I have a couple of clusters with logfiles that reside on a shared cluster filesystem that all hosts in the cluster logs data to. The clustered applications can execute on any node but will always log to the same directory and file.
How can I prevent multiple cluster hosts running splunk from indexing the same logfile? The filename and paths to the logfiles does not contain any useful information such as hostname that could help me narrow the input stanza.
I suppose if it's a shared filesystem, you could just have a single instance of Splunk monitor the entire log filesystem and send everything. If simply looking at the filesystem provides no way to determine where the original file came from, I'm not sure what else there is to do. If you want to spread the forwarding load out, you could just partition the set of files to different Splunk instances to read and forward, e.g., one node reads a whitelist:
/var/log/[a-m]* and another reads
/var/log/[n-z]*. The nodes aren't reading the files they wrote, but I don't know if that matters.
The problem with having only one node monitor everything is that we would need to reconfigure the forwarder on another node if the first one is down for whatever reason (maintenance, crash, etc). These are all high availability clusters designed to be able to loose one or more nodes without requiring reconfigurations.
It would have been great if one splunk instance could let other instances know that certain files are already being indexed (perhaps using some sort of lockfile).
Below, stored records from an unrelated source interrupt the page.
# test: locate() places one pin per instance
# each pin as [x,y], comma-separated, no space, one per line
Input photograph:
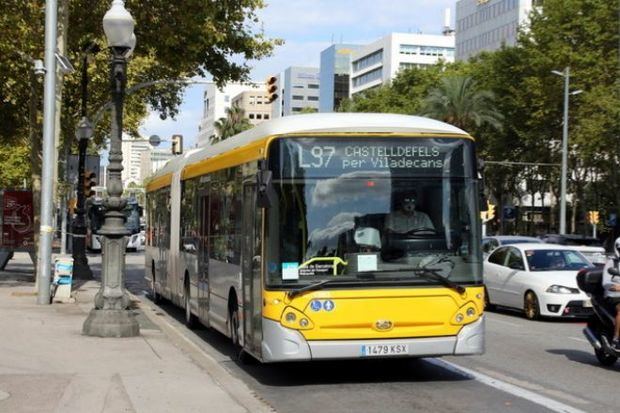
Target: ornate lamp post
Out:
[111,317]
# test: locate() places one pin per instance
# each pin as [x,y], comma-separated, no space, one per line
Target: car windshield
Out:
[555,260]
[373,210]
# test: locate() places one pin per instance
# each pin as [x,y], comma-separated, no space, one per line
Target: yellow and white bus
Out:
[297,239]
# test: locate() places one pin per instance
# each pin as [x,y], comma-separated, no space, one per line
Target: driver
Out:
[612,291]
[406,218]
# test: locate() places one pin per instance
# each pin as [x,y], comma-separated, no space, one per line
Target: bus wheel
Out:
[190,319]
[155,297]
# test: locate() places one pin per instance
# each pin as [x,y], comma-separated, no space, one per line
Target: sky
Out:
[308,27]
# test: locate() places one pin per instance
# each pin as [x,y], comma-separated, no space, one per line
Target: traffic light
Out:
[272,89]
[177,144]
[593,217]
[90,181]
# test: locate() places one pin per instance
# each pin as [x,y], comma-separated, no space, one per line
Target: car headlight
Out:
[560,289]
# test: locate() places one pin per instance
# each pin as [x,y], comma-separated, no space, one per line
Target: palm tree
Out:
[235,122]
[458,101]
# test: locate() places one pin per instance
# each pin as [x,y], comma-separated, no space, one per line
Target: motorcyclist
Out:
[612,291]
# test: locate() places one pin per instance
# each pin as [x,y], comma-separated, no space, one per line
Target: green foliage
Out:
[174,40]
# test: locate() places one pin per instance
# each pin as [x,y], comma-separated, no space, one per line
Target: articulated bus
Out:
[298,241]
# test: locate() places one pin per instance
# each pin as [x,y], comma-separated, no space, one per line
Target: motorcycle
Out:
[600,328]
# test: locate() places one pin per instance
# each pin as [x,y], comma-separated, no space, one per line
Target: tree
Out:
[459,101]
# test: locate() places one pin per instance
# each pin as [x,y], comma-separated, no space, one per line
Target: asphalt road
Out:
[528,367]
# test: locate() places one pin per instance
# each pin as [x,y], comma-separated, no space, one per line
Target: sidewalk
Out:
[47,365]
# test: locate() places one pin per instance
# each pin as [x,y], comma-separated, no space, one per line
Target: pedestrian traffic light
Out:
[593,217]
[272,89]
[90,181]
[177,144]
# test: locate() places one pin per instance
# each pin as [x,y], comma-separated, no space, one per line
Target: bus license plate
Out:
[384,350]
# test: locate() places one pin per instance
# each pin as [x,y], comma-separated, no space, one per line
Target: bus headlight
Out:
[295,319]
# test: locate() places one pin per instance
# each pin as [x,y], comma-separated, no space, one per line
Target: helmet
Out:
[368,237]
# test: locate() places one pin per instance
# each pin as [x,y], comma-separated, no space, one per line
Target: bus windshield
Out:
[372,210]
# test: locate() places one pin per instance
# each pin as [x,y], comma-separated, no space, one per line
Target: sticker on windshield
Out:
[367,262]
[290,270]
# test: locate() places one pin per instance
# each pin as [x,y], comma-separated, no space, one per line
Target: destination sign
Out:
[312,157]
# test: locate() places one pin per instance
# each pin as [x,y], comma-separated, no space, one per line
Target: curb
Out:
[233,386]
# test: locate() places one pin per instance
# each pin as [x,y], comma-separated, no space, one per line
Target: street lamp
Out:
[566,75]
[111,317]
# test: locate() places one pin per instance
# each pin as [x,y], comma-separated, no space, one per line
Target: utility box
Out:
[63,278]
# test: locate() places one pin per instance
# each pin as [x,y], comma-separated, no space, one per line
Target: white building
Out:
[487,24]
[132,155]
[298,89]
[377,63]
[153,160]
[215,102]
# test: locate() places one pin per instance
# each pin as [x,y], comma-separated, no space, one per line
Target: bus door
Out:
[203,255]
[252,287]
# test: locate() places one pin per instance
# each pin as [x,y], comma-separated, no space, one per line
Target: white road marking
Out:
[517,391]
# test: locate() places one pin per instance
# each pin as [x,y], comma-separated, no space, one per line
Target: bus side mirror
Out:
[266,195]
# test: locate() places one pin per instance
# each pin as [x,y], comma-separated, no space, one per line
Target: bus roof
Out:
[313,123]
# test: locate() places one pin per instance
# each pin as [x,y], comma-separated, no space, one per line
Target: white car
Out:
[540,279]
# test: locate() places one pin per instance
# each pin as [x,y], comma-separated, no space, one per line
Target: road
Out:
[528,367]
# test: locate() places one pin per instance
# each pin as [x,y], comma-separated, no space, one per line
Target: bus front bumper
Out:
[283,344]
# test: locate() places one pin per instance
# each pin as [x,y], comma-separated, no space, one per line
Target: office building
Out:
[299,89]
[335,75]
[487,24]
[215,102]
[377,63]
[254,104]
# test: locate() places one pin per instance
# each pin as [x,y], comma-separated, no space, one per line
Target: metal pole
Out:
[46,230]
[564,154]
[81,270]
[111,317]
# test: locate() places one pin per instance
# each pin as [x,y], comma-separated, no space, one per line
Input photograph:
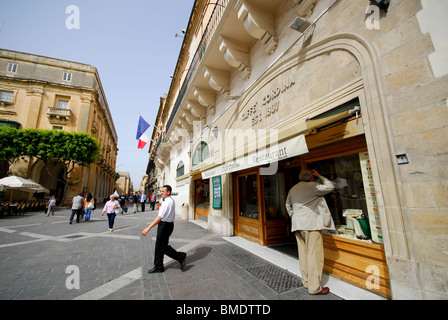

Put the forwarder's splunk code on the shared filesystem and run it as a cluster resource as well. The forwarder's internal index will keep up with which logfiles have been forwarded and how much of them -- allowing it to intelligently restart during a cluster event.
Sounds like a workable solution, I would have to run n+1 splunk forwarders as I still need to index local files and run scripts on each node, but that's minor problem.
I was thinking, would it be possible to just let all nodes index the logfiles in question and then delete all duplicates on the central splunk server using a scheduled search of some kind? I haven't been able to find a search command that could be used to list all duplicate events that I could feed to "| delete", does something like this exist?
I do not think you would be happy with 'delete' due to its speed (it is not very fast) and the fact that space in the index would not be reclaimed.
Speed and space is probably not an issue as the log volume would be quite small, what kind of search could I use to only find the duplicates (something like an opposite of dedupe)?
Another way would be to just forward all events to be indexed at all times, even if you get duplicates or not, and then use the dedup command on the entire raw event (| dedup _raw) to filter out duplicates on the fly while you search.
Obviously, this is not as elegant, but at least you will never risk missing events under any conditions or unexpected scenarios, assuming here that is the more important requirement.